Les 192 pays participant au Sommet de Copenhague entament les dernières négociations en vue d'un accord qui succédera au protocole de Kyoto. Voici les propositions et revendications des poids lourds de cette conférence internationale.

Copenhague : un sommet semé d’embûches
Photo : Anja Niedringhaus/AP

Les 192 pays membres de la Convention-cadre des Nations Unies sur les changements climatiques sont toujours loin d'un consensus en vue d'un accord mondial qui succédera au protocole de Kyoto en 2012. Pendant deux semaines, les 15 000 participants - avec en tête les ministres de l'Environnement, les émissaires spéciaux et les chefs d'État ou de gouvernement - ont travaillé d'arrache-pied pour s'entendre sur quatre grands dossiers : réduction des émissions de gaz à effet de serre (GES), aide aux pays en développement, distribution de cette aide, cadre légal du traité.

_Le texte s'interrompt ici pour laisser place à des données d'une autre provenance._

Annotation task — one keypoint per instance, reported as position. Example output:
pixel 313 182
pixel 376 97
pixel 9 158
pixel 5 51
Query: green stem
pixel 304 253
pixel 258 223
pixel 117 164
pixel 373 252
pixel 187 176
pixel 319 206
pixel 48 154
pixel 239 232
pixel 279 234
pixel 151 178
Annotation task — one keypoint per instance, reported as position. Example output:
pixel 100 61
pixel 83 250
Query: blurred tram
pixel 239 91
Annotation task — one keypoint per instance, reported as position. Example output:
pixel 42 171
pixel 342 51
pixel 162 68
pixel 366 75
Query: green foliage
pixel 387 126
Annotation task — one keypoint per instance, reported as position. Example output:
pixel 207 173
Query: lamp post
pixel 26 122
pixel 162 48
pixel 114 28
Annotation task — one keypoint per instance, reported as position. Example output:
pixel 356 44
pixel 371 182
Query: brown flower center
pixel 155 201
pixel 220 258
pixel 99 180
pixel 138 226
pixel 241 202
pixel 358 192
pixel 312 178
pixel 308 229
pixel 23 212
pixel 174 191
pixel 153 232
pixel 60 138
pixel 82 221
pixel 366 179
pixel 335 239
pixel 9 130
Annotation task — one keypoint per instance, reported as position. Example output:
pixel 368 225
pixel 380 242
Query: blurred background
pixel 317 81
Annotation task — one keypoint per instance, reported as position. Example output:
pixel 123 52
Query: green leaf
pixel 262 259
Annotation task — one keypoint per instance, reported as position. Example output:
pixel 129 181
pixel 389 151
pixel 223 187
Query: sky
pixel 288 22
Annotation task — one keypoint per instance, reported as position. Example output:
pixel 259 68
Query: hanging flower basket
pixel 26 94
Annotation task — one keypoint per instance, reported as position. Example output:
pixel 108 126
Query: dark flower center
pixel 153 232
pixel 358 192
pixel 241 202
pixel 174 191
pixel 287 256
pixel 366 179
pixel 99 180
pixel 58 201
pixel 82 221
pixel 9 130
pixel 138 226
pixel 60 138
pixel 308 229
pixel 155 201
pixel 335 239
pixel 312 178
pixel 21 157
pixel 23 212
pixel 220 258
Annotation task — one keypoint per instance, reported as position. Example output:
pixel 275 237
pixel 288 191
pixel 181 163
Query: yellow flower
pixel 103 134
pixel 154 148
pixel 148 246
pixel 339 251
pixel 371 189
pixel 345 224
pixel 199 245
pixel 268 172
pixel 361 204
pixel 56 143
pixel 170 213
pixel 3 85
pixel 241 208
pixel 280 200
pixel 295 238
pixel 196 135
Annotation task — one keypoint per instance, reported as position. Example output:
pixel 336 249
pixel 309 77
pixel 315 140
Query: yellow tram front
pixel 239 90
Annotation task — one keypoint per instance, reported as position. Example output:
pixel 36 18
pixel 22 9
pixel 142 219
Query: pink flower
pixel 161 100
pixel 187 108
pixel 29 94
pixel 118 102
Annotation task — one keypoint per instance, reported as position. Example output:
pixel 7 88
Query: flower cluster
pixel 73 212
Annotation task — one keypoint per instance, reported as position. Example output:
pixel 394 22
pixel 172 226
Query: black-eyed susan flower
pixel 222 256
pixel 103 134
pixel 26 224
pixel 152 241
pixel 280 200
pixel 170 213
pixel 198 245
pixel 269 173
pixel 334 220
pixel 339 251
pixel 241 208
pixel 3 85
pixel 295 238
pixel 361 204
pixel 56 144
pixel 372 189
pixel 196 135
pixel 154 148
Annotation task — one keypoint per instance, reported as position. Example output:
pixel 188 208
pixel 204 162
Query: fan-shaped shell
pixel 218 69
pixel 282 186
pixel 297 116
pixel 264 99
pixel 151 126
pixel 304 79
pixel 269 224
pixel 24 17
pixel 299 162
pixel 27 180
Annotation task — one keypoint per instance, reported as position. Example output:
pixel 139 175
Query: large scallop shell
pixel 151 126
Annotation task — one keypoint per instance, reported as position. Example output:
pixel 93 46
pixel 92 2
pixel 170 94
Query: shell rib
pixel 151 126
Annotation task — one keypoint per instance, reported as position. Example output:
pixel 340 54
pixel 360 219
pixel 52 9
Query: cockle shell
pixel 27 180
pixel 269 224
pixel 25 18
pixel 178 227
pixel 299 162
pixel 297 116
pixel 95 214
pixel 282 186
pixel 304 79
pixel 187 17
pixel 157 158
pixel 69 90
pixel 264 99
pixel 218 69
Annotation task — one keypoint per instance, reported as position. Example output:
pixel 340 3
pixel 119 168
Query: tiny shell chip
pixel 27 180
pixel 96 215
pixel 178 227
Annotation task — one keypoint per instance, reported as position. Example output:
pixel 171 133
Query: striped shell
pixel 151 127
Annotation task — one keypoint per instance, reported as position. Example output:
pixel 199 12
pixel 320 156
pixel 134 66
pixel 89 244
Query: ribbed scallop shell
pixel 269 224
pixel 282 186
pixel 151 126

À un jour de la fin du Sommet, l'adoption d'un nouveau traité reste hautement improbable, mais la plupart des pays espèrent à tout le moins en venir à une entente dont les détails seraient revus au cours de la prochaine année.

Union européenne : le diligent leader

Troisième plus important émetteur de GES (11 % de toutes les émissions)

- S'engage à réduire de 20% ses émissions sous le niveau de 1990 d'ici 2020, ou de 30% si d'autres émetteurs majeurs se fixent des objectifs élevés.

- Veut que les pays riches réduisent leurs émissions de GES de 80% à 95% par rapport aux niveaux de 1990 d'ici 2050.

- Demande aux pays en développement de ralentir la croissance de leurs émissions.

- Propose un plan d'aide annuel qui pourrait atteindre 160 milliards $ d'ici 2020; entre 35 et 80 milliards seraient alors payés par les pays riches, et le reste, par le privé et les pays en développement.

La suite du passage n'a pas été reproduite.